Соседка ушла и соль забыла. А Мария легла на диван и специально стала думать о том, что наше время только дураки заводят детей. Не было бы на свете соседкиного внука, и никто бы не мучился: ни он сам, ни родители, ни бабка. Ну, а родили, так и скачите теперь в три ноги. За любое удовольствие надо платить. «Значит, я считаю, что иметь детей — это удовольствие? Чушь! Это труд, тяжелый, каторжный труд и лишения: его болезни, его учеба, его капризы. Что в этом хорошего. Зачем же тогда люди заводят детей? Не из-за того же в самом деле, что к этому призывает государство? Вот я сейчас разверну конфетку и съем. Сама. А потом возьму книгу и буду читать, сколько захочу, потом пообедаю, включу телевизор и стану лениться. При этом никто не потянет меня за подол и не заноет, как бегемотик из анекдота: «Сделай мне лопатку, ну сделай мне лопатку!» И мне это нравится. Если следовать обывательской логике, выходит я плохая. Чем же я плоха? Тем, что меня не прельщает материнство? Значит, из двух кошек та лучше, у которой есть котята? Чушь! По-моему, лучше та, которая ловит мышей».
Мария попыталась улыбнуться себе, но улыбаться не хотелось. Что-то изменилось с уходом соседки, но что? Как это она сказала? «Дурам-то безъязыким»… «Не придумали такого, чтобы чувства по проводам передавать…» Ну как же не придумали? Ведь на этом весь «Телефон безмолвия» строится. Ерунда. Нечего слушать, что там говорит какая-то неграмотная тетка.
И все-таки нехорошо было на душе, неуютно… Почитать, что ли? Мария потянулась за книгой. Самое время сходить за мудростью к древним философам. Что они там насчет детей думали и насчет любви к себе, разумного эгоизма?
Но тут зазвонил телефон.

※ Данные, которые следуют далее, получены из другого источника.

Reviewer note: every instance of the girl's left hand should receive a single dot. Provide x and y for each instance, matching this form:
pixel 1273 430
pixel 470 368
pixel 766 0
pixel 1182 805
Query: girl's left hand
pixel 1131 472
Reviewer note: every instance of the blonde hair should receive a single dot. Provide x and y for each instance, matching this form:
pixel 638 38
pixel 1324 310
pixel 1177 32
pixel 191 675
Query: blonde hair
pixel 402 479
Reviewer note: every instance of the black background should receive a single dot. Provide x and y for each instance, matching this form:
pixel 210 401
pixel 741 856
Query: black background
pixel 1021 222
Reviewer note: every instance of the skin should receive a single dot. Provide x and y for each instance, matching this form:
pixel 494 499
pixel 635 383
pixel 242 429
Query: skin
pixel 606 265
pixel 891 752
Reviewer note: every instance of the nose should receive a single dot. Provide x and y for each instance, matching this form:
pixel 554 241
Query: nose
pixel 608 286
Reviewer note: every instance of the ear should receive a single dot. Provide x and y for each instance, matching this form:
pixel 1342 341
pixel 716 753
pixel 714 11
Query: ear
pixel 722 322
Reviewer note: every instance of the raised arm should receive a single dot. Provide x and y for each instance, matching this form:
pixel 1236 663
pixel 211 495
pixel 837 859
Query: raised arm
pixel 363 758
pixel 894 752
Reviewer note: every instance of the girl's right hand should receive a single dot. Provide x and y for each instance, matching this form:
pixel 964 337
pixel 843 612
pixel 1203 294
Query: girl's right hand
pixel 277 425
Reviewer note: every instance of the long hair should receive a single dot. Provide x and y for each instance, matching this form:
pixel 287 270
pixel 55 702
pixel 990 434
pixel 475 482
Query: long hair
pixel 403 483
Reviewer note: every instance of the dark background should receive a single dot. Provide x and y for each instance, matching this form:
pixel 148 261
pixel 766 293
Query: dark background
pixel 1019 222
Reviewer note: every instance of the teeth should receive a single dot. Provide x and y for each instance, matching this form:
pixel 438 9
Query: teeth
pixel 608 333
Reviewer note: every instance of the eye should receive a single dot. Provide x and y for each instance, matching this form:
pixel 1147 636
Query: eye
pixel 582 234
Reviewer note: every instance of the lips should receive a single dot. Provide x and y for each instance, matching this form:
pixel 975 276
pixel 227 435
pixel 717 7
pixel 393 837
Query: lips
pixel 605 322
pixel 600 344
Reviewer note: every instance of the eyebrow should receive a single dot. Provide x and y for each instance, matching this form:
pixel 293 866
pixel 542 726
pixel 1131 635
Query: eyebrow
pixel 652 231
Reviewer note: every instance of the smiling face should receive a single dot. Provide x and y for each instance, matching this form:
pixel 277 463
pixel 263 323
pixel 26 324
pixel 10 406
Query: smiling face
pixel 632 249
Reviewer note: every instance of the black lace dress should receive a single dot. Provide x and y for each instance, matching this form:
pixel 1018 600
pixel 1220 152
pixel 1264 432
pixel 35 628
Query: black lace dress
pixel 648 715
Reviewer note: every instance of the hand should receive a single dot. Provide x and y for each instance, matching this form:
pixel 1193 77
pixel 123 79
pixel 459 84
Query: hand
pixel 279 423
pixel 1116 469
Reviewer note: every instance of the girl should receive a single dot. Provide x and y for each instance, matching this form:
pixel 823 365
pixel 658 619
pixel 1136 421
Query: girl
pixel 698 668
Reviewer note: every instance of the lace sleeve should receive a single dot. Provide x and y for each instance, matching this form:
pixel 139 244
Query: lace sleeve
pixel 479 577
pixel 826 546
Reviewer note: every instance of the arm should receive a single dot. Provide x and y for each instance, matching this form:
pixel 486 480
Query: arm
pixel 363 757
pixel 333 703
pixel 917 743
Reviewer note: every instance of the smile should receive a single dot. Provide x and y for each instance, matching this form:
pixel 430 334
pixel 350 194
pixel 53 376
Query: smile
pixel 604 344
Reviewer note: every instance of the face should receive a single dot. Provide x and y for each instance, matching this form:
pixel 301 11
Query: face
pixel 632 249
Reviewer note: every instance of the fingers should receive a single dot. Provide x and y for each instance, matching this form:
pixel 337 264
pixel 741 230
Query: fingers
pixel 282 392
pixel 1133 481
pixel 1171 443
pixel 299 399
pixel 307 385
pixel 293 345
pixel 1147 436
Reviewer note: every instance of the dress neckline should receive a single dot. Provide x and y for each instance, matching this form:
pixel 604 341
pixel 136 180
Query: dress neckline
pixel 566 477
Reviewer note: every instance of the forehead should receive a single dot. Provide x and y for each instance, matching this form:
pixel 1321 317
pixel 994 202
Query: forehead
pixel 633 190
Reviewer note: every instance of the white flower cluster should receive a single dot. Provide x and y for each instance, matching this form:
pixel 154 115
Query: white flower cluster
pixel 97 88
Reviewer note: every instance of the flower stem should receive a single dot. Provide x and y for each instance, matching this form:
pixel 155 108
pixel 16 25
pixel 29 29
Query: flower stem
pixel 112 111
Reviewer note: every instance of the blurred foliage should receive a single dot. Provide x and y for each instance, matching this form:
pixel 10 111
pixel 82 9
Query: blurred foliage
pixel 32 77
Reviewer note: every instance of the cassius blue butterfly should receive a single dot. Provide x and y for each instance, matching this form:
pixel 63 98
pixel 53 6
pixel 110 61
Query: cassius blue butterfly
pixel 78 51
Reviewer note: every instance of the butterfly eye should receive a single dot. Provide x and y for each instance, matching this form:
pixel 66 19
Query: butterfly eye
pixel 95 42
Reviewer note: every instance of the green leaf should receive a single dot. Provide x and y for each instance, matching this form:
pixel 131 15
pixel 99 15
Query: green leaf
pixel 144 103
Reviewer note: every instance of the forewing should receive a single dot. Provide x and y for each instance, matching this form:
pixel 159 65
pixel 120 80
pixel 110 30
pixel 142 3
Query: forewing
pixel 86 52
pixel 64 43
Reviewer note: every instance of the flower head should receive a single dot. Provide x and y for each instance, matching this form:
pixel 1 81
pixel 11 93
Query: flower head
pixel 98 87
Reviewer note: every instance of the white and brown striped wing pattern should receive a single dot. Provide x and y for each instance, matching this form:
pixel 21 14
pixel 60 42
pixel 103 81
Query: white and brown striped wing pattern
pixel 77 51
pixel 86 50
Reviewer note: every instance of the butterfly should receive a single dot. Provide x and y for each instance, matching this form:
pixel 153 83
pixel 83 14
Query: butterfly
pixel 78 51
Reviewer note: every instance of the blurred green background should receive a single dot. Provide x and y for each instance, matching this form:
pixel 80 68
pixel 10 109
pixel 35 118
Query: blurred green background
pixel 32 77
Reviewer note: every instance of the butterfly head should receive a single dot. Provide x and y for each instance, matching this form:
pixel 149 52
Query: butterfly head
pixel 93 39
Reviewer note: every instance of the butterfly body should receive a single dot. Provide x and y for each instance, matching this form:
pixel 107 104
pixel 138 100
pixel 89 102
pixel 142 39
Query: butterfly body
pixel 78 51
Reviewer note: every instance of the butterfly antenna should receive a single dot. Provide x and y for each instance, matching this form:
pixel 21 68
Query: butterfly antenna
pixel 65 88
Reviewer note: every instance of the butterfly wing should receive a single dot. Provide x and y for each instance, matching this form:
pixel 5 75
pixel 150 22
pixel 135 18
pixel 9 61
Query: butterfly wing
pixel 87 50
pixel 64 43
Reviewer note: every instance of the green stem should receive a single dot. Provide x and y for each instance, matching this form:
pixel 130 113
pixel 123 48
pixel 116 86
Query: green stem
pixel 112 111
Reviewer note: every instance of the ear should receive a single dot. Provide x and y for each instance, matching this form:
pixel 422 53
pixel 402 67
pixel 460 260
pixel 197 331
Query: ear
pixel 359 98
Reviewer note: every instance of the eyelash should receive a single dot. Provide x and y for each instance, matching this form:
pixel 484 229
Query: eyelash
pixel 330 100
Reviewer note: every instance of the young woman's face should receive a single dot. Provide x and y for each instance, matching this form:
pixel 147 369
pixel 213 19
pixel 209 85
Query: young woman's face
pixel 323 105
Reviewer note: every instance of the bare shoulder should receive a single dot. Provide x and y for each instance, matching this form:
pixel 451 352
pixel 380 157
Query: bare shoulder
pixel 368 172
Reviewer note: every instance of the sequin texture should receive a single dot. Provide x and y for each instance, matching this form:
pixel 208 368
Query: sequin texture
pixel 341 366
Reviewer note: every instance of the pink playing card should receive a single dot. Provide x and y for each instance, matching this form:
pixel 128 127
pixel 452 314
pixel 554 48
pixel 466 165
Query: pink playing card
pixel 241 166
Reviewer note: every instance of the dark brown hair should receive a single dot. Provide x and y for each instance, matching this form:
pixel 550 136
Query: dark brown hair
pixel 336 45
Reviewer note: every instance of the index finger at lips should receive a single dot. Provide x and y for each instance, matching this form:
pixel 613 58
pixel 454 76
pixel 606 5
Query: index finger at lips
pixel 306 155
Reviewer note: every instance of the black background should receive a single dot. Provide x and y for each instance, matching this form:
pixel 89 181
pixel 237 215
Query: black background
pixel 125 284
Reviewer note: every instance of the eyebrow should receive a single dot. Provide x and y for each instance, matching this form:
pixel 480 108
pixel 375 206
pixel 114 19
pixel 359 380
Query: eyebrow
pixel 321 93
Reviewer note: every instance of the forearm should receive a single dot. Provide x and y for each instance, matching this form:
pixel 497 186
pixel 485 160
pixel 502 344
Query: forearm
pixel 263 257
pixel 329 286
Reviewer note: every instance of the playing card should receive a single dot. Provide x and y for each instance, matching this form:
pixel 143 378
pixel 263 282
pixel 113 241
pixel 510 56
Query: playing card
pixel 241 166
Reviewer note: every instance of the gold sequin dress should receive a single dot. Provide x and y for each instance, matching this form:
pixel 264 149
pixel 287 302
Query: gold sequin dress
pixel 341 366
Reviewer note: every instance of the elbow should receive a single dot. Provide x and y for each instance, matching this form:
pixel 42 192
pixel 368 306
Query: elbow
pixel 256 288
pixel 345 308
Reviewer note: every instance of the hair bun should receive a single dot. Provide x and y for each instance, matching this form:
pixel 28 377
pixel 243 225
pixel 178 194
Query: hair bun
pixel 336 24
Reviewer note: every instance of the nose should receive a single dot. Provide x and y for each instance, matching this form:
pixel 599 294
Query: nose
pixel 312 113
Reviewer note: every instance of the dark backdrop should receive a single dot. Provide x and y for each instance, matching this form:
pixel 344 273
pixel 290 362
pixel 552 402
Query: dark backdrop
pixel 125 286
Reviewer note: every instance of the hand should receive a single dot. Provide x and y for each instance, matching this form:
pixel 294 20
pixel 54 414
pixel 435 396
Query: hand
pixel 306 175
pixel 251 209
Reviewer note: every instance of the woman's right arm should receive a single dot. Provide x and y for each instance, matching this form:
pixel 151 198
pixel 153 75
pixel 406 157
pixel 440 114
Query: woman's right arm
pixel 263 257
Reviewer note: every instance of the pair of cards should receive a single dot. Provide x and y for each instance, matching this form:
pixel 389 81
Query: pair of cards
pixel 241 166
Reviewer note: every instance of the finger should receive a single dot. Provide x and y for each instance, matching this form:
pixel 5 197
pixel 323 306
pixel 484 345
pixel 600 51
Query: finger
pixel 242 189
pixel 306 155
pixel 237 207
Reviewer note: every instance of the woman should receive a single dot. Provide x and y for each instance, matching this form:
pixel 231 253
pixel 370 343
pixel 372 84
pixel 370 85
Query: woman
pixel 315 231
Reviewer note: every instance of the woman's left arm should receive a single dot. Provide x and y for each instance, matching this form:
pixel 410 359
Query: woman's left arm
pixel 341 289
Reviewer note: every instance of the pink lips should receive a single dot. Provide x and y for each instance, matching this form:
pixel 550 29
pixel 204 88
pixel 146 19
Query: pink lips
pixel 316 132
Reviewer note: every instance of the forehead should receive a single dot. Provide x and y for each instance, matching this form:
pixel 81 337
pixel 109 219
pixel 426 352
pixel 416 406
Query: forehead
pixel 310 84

Это было настоящей неожиданностью. Образ жизни, который выбрала Мария, постепенно отвадил всех ее знакомых. Общение с ней давно сделалось для них тяжким трудом. Действительно, тяжело беседовать с человеком, который почти никак не реагирует на то, что ему говорят. Просто вежливо улыбается и кивает, да еще нет-нет и запоет что-то вполголоса, не разжимая губ. Если же собеседник обижался на ее песнопения, Мария объясняла: «Я как Юлий Цезарь, могу делать несколько дел сразу: вот слушаю вас, вяжу варежку и напеваю. А иначе мне кажется, что я простаиваю понапрасну».
И вот — звонок. Кто же это ее вспомнил? Мария взяла трубку без всякого волнения. Голос женский, незнакомый.
— Вы, вероятно, ошиблись номером.
— Нет, не ошиблась. Я твердо уверена, что мне нужны именно вы.
Мария пожала плечами:
— В таком случае говорите.
Женщина помолчала.
— Нет, не по телефону. Если можно, я зайду.
С некоторых пор Мария не терпела чужих людей в своей квартире. Все, начиная с процедуры приветствия, предлагания тапочек, изображения радушия, наконец, — все это раздражало. А потом неизвестно, на сколько затянется визит. Попробуй избавиться от незванного гостя вежливым способом. Лучше встретиться на нейтральной почве, желательно где-нибудь на сквозняке или под кислотным дождичком, чтобы не надолго.
— Я не знаю, насколько это необходимо… — начала Мария.
— Уверяю вас, — перебила женщина, — это очень важно. В общем, я буду через пять минут.
Мария не успела ничего сказать, там уже положили трубку.
— Сумасшедшая какая-то…
Опыт общения с сумасшедшими у нее уже был. Однажды вечером, возвращаясь с работы, она застала на своей лестничной площадке низенького, полного мужчину, который пытался удерживать на поводке громадного, веселого и очень дружелюбного кобеля. Пальто мужчины на животе было изрядно выпачкано грязью, шляпа помята и тоже очень грязна, щека и нос — в свежих царапинах.
— Милая дева, — напыщенно произнес низенький мужчина. — Ни одна дверь не реагирует на мои настойчивые призывы о помощи, то бишь звонки. Лишь вы можете спасти меня, прекрасная и юная.